Case ID: f-appx_605/html/0675-01.html
Source: Caselaw Access Project
Author: {"author": "", "license": "Public Domain", "url": "https://static.case.law/"}
Date Created: 2024-08-24T03:29:51.129683

Darwin MAZARIEGOS-DIAZ, aka Darwin Manuel Mazariegos, Petitioner, v. Loretta E. LYNCH, Attorney General, Respondent.
    No. 11-73581.
    United States Court of Appeals, Ninth Circuit.
    Submitted Feb. 11, 2015.
    
    Filed May 26, 2015.
    Christopher John Stender, Esquire, Federal Immigration Counselors, Inc., APC, San Francisco, CA, for Petitioner.
    James A. Hurley, Oil, U.S. Department of Justice, Washington, DC, Chief Counsel Ice, Office of the Chief Counsel Department of Homeland Security, San Francisco, CA, for Respondent.
    Before: SCHROEDER and SILVERMAN, Circuit Judges, and HUCK, Senior District Judge.
    
    
      
       The panel unanimously concludes this case is suitable for decision without oral argument. See Fed. R.App. P. 34(a)(2).
    
    
      
       The Honorable Paul C. Huck, Senior District Judge for the U.S. District Court for Southern Florida, sitting by designation.
    
   MEMORANDUM

Darwin Mazariegos-Diaz, a Guatemalan citizen, petitions for review of the Board of Immigration Appeals’ denial of his untimely motion to reopen. We have jurisdiction pursuant to 8 U.S.C. § 1252(a). We DISMISS in part and DENY in part the petition.

Mazariegos-Diaz did not. make the first of the arguments he articulates now in his motion to reopen before the BIA: that he is an unaccompanied alien child as that term is defined by the Trafficking Victims Protection Reauthorization Act because he was ten years old when his mother applied for asylum and therefore his asylum application must be adjudicated in the first instance by the United States Citizenship and Immigration Services. Because the argument is unexhausted, this court lacks jurisdiction to consider it, Barron v. Ashcroft, 358 F.3d 674, 677-78 (9th Cir.2004), and that aspect of the petition for review is DISMISSED.

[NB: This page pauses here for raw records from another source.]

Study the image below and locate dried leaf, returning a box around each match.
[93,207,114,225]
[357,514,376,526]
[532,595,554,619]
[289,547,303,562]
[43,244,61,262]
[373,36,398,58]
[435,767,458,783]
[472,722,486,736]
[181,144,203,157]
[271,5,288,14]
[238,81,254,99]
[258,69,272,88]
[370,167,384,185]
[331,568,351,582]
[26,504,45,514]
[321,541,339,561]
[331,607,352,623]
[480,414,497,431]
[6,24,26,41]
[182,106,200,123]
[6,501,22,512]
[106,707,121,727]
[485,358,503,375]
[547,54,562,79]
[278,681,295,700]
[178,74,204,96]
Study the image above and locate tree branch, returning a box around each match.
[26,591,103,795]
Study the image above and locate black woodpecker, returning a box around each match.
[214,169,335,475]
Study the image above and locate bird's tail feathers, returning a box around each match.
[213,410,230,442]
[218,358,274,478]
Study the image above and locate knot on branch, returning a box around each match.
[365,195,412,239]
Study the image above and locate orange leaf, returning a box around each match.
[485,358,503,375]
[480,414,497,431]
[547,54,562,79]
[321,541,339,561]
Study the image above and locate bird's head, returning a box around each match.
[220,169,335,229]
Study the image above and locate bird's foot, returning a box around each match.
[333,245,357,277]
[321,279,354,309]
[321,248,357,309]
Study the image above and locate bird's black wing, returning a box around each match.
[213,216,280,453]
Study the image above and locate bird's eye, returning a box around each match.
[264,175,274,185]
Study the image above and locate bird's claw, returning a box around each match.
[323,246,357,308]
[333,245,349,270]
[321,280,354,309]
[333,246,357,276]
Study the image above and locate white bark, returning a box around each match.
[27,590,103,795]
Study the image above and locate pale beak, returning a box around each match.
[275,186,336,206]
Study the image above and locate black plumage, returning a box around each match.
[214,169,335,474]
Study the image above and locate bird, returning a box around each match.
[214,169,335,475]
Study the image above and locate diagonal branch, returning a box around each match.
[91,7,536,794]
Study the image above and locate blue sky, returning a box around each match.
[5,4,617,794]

We do have jurisdiction to consider Ma-zariegos-Diaz’s other arguments: that US-CIS must adjudicate his current asylum application under the TVPRA because, notwithstanding the fact that Mazariegos-Diaz was twenty years old when he filed •his current asylum application, he was ten years old when his mother fled to the United States and left him in Guatemala and sixteen years old when he entered the United States. Because the BIA correctly concluded that Mazariegos-Diaz was not an unaccompanied alien child when he filed his application, the court DENIES the remainder of'the petition.

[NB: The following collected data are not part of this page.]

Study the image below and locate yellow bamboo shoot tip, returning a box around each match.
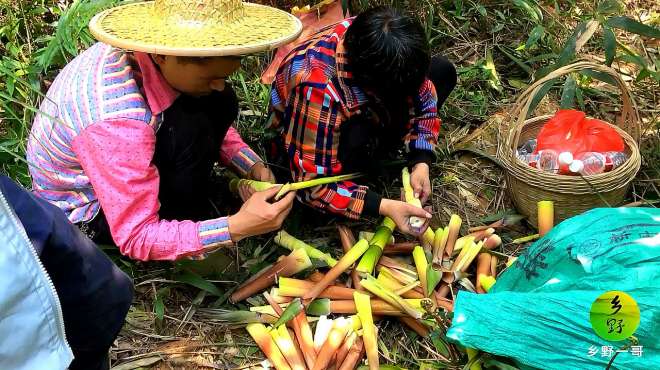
[537,200,554,237]
[412,246,429,297]
[479,275,497,292]
[246,323,292,370]
[354,292,379,370]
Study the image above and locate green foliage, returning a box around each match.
[0,0,119,185]
[519,0,659,116]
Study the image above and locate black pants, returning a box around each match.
[1,176,134,370]
[87,86,239,245]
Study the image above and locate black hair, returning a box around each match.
[344,6,430,98]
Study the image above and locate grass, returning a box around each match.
[1,0,658,369]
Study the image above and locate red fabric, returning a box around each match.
[535,109,624,155]
[261,1,347,84]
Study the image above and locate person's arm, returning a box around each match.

A person’s status as an unaccompanied alien child for purposes of the TVPRA’s initial-jurisdiction provision is determined as of the date the person applies for asylum, not as of the date the person enters the United States or the date the person was abandoned by his or her parents. See 8 U.S.C. § 1158(b)(3)(C) (“An asylum officer ... shall have initial jurisdiction over any asylum application filed by an unaccompanied alien child”) (emphasis added); Harmon v. Holder, 758 F.3d 728, 735 (6th Cir.2014) (“[T]he TVPRA does not transfer initial jurisdiction over asylum applications filed by former unaccompanied alien children to the USCIS”). Mazarie-gos-Diaz was twenty years old when he applied for asylum; as he was over eighteen years- of age, he was not an unaccompanied alien child. See 6 U.S.C. § 279(g)(2). The other dates he argues (the date his mother left Guatemala and the date he entered the United States) are irrelevant to that determination.

PETITION FOR REVIEW DISMISSED IN PART, DENIED IN PART. 
      
       This disposition is not appropriate for publication and is not precedent except as provided by 9th Cir. R. 36-3.